I was little, he was old. Like all Catholic children on the reserve, he had attended the community's collège. I discovered it at the age of 6 when we were buying a little wigwam as a souvenir of a visit to the Museum with my parents.
My grandfather had aged and I had too. He and his father personally took part in establishing this museum, like several other members of the nation. This place has continued to nourish and shape Abenaki identity for several generations.
It is with pride that we can find the legacy of our ancestors in the museum, from hand-made objects to old photos exhibited there. We feel at home there and happy because we are full of wonder at the splendour of our culture, too often ignored and always under threat.
Our nation has experienced hard times and despite that, it remains important to preserve, protect and promote our Abenaki heritage. The Museum has played an essential role in this mission for over 40 years. When the question of expanding our building arose, most of us didn't believe in it. A handful of individuals, with this dream in their heads and a commitment to build on the dream, achieved the impossible by creating a new facility worthy of our nation: modern and accessible. A completely transformed space presents our origins in a new way.

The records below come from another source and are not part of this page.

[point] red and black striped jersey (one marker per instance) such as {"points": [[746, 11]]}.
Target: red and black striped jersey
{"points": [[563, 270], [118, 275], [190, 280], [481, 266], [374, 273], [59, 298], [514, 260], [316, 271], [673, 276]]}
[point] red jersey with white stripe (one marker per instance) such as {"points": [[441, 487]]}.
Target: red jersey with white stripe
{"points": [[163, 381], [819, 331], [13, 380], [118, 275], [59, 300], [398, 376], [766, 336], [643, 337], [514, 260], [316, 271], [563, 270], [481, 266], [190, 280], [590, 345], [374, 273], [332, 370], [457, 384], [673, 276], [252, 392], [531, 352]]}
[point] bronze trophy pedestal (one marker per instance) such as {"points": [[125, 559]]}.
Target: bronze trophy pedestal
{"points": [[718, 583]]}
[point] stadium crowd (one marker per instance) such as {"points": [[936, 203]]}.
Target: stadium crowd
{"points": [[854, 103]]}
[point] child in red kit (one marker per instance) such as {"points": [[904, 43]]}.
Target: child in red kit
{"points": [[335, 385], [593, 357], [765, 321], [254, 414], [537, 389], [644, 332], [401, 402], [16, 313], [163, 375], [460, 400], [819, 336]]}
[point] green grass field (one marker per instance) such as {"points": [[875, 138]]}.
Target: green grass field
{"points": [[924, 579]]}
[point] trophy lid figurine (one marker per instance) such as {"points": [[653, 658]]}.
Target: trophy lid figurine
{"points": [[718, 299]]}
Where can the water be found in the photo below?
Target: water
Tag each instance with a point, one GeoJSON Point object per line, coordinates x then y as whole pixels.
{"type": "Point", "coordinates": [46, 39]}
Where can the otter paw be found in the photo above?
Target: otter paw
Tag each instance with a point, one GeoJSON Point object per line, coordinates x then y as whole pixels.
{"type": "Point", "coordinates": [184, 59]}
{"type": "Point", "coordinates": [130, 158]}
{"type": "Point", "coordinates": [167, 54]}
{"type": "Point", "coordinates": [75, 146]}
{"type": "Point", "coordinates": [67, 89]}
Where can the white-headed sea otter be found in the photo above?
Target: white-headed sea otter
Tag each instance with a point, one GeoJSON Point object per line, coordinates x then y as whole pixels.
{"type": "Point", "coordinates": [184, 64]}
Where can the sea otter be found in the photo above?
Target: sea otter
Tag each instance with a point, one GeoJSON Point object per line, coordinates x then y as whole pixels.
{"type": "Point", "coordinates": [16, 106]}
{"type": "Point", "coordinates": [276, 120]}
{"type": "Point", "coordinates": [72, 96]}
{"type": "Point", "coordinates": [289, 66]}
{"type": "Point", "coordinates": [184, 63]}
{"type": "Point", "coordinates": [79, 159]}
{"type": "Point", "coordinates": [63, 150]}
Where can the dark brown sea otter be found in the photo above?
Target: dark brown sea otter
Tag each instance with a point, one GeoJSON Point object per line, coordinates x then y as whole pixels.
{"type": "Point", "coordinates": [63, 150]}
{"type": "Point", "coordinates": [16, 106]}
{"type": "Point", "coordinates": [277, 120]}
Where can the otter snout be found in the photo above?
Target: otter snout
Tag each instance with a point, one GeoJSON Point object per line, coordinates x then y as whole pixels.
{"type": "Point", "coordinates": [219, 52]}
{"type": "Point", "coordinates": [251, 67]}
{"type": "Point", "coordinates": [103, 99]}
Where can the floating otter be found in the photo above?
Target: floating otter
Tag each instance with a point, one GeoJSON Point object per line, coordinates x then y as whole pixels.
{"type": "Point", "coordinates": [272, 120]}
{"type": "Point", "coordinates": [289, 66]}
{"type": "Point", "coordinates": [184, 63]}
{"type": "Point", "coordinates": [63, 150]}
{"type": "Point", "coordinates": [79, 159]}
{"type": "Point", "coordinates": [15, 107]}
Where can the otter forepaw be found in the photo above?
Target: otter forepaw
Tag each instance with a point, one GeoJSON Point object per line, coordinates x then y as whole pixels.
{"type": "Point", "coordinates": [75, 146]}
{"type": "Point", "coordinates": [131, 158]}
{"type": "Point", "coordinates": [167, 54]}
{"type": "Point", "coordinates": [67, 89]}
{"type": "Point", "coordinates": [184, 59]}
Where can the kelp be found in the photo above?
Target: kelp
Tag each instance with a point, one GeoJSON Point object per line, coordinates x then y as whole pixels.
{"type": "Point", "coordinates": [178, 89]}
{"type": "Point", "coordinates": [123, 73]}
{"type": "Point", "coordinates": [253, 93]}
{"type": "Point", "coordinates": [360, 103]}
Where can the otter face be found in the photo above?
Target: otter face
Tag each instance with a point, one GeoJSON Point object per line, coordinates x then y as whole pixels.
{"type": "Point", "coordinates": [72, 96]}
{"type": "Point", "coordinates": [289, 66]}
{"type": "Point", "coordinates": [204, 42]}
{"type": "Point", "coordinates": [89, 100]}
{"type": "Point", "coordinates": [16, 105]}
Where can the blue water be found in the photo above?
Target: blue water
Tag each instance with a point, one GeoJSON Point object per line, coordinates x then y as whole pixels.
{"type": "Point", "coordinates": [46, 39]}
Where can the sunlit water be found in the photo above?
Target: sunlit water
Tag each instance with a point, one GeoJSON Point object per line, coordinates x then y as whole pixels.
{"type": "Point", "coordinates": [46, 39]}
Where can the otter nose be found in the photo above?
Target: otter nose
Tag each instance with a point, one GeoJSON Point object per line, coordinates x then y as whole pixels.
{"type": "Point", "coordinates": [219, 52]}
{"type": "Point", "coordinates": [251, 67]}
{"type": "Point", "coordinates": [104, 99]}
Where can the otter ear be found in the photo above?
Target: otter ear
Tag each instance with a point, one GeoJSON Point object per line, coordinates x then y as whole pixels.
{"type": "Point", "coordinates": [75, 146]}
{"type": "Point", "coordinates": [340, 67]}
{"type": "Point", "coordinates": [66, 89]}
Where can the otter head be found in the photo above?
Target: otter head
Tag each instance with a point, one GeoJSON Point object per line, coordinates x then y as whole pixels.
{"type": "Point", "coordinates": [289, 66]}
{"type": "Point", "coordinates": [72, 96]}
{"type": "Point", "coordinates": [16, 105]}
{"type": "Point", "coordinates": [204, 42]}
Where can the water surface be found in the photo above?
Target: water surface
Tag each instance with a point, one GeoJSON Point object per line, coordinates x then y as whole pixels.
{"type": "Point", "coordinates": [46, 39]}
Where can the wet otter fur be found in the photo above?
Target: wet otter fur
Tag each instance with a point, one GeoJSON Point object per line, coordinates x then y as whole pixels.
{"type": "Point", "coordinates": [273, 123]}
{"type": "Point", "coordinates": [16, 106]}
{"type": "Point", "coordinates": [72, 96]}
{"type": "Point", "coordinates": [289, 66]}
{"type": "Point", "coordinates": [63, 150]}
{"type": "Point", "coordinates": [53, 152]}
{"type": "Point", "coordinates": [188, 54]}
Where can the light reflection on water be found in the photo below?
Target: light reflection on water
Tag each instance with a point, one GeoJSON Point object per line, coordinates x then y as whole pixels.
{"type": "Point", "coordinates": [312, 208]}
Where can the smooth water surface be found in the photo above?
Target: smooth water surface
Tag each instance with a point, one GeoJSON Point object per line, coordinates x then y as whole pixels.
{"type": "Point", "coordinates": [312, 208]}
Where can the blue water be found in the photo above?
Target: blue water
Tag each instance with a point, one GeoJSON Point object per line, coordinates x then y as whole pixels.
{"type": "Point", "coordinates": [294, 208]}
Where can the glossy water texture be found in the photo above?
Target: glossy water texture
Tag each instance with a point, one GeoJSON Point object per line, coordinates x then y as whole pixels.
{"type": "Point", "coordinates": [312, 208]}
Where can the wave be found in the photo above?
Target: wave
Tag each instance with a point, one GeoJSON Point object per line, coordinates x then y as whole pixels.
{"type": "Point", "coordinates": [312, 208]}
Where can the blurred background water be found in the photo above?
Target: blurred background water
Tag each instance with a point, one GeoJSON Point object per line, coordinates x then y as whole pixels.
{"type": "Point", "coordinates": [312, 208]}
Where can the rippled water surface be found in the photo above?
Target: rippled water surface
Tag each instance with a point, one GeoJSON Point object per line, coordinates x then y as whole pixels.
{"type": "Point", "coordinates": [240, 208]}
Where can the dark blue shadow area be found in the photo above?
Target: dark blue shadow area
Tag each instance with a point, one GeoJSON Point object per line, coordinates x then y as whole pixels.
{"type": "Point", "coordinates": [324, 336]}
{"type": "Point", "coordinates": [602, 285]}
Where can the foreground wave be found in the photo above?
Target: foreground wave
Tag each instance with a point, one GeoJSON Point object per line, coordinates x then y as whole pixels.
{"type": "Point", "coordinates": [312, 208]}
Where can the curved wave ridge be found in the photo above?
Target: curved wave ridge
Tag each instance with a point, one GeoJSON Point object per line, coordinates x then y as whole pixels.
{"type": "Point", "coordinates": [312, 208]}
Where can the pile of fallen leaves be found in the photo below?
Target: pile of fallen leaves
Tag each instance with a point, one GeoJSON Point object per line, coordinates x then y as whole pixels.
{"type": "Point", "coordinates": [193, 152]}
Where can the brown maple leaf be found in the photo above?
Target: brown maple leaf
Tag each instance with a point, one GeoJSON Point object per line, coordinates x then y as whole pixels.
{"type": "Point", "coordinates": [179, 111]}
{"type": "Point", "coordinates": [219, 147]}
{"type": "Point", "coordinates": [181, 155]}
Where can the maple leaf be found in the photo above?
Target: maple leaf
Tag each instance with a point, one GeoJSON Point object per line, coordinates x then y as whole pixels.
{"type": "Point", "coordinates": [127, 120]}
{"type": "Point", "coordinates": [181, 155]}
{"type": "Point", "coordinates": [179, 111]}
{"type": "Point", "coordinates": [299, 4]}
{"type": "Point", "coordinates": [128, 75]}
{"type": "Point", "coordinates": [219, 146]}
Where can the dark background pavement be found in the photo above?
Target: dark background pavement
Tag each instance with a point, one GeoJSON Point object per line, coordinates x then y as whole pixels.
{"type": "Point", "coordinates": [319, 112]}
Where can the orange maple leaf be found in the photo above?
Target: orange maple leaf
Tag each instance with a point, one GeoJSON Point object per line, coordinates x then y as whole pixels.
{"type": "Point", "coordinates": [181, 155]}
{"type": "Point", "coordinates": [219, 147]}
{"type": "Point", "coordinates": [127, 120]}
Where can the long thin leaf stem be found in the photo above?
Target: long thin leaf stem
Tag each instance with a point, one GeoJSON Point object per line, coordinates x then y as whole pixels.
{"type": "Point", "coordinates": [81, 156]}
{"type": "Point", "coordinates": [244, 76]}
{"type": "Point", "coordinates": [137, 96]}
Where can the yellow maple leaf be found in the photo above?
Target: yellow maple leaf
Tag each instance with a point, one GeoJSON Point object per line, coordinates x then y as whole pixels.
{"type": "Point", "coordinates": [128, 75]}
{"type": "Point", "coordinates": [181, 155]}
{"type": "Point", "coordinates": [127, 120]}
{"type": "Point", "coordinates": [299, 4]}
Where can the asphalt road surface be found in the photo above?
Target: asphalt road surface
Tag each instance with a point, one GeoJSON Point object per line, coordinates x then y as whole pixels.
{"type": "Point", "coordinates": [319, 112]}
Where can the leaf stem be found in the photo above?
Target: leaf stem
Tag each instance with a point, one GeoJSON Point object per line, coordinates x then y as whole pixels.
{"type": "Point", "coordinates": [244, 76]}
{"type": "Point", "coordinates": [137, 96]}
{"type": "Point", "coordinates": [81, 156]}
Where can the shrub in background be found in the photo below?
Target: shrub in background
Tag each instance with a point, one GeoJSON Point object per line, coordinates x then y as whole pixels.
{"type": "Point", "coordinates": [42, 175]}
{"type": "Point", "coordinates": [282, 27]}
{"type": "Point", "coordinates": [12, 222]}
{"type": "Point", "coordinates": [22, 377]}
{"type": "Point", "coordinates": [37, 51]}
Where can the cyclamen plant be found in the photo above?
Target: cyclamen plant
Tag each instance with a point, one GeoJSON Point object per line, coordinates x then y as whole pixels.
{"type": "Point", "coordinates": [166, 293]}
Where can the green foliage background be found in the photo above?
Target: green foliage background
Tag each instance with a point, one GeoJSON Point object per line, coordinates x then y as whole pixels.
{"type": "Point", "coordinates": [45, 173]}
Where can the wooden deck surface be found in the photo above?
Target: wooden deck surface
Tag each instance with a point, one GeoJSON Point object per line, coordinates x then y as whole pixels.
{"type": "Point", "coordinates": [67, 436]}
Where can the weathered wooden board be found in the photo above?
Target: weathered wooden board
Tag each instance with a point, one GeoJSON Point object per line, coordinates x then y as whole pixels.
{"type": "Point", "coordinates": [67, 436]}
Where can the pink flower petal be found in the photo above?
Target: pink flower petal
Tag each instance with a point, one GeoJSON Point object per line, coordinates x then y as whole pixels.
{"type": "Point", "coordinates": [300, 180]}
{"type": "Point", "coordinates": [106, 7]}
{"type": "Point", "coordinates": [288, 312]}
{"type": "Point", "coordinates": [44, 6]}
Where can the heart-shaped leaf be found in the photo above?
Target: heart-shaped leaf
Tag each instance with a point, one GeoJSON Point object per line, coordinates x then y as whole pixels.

Visitors' experience will be entirely unlike what we had been accustomed to. Where there had been old, dark narrow corridors, now we will walk through a great hall with abundant natural light and then discover the new exhibition spaces.
This expansion will allow us to encourage the interest of many people in our culture and identity. It will also encourage youth to meet there as they discover the fascination of visitors from outside. This place bears witness to a long past while it is a place for newcomers' artistic expression.
Our attachment to this place is born from the mystery surrounding our people that has endured through centuries. The future is filled at once with hopes and uncertainty. A nation with no school must count on the Museum now to provide access to our ancestors' culture. This little wigwam, which spurred my imagination so much, still holds a significant place among my souvenirs. Although my grandfather has passed away, I am certain that he will be among us at the official opening. Our ancestors passed an (immaterial) heritage on to us that a visit to the Museum can fully convey.